Phase vocoder

Last updated

A phase vocoder is a type of vocoder-purposed algorithm which can interpolate information present in the frequency and time domains of audio signals by using phase information extracted from a frequency transform. [1] The computer algorithm allows frequency-domain modifications to a digital sound file (typically time expansion/compression and pitch shifting).

Contents

At the heart of the phase vocoder is the short-time Fourier transform (STFT), typically coded using fast Fourier transforms. The STFT converts a time domain representation of sound into a time-frequency representation (the "analysis" phase), allowing modifications to the amplitudes or phases of specific frequency components of the sound, before resynthesis of the time-frequency domain representation into the time domain by the inverse STFT. The time evolution of the resynthesized sound can be changed by means of modifying the time position of the STFT frames prior to the resynthesis operation allowing for time-scale modification of the original sound file.

Phase coherence problem

The main problem that has to be solved for all cases of manipulation of the STFT is the fact that individual signal components (sinusoids, impulses) will be spread over multiple frames and multiple STFT frequency locations (bins). This is because the STFT analysis is done using overlapping analysis windows. The windowing results in spectral leakage such that the information of individual sinusoidal components is spread over adjacent STFT bins. To avoid border effects of tapering of the analysis windows, STFT analysis windows overlap in time. This time overlap results in the fact that adjacent STFT analyses are strongly correlated (a sinusoid present in analysis frame at time "t" will be present in the subsequent frames as well). The problem of signal transformation with the phase vocoder is related to the problem that all modifications that are done in the STFT representation need to preserve the appropriate correlation between adjacent frequency bins (vertical coherence) and time frames (horizontal coherence). Except in the case of extremely simple synthetic sounds, these appropriate correlations can be preserved only approximately, and since the invention of the phase vocoder research has been mainly concerned with finding algorithms that would preserve the vertical and horizontal coherence of the STFT representation after the modification. The phase coherence problem was investigated for quite a while before appropriate solutions emerged.

History

The phase vocoder was introduced in 1966 by Flanagan as an algorithm that would preserve horizontal coherence between the phases of bins that represent sinusoidal components. [2] This original phase vocoder did not take into account the vertical coherence between adjacent frequency bins, and therefore, time stretching with this system did produce sound signals that were missing clarity.

The optimal reconstruction of the sound signal from STFT after amplitude modifications has been proposed by Griffin and Lim in 1984. [3] This algorithm does not consider the problem of producing a coherent STFT, but it does allow finding the sound signal that has an STFT that is as close as possible to the modified STFT even if the modified STFT is not coherent (does not represent any signal).

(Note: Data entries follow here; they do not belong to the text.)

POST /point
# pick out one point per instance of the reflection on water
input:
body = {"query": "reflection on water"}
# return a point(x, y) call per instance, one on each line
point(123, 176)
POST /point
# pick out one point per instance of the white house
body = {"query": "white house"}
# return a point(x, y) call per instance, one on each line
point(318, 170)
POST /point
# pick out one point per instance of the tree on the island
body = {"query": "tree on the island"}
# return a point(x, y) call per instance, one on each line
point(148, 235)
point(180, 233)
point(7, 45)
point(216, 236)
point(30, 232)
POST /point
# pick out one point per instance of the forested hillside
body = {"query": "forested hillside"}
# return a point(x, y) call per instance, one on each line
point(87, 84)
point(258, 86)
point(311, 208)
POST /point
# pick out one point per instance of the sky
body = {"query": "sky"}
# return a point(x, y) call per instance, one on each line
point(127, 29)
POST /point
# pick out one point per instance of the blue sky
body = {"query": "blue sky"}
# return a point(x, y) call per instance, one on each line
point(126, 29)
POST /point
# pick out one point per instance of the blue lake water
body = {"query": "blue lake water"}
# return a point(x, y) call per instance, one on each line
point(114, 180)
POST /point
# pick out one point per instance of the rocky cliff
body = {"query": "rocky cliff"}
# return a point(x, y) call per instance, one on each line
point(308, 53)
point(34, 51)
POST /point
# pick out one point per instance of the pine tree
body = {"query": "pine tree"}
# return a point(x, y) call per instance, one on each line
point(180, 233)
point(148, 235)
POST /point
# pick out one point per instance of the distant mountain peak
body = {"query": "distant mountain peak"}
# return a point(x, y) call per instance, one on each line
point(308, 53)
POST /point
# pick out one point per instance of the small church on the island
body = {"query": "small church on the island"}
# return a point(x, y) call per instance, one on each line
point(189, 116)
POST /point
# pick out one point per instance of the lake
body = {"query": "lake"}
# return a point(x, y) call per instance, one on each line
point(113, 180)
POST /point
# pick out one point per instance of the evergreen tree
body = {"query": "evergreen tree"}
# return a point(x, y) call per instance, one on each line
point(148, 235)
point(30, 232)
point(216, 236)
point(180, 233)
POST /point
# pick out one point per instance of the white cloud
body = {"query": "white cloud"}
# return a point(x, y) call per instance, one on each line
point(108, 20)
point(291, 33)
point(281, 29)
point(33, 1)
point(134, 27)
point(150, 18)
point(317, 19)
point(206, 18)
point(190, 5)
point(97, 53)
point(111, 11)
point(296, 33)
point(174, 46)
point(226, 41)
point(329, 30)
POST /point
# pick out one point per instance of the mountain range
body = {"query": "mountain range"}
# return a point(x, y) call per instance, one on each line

The problem of the vertical coherence remained a major issue for the quality of time scaling operations until 1999 when Laroche and Dolson [4] proposed a means to preserve phase consistency across spectral bins. The proposition of Laroche and Dolson has to be seen as a turning point in phase vocoder history. It has been shown that by means of ensuring vertical phase consistency very high quality time scaling transformations can be obtained.

The algorithm proposed by Laroche did not allow preservation of vertical phase coherence for sound onsets (note onsets). A solution for this problem has been proposed by Roebel. [5]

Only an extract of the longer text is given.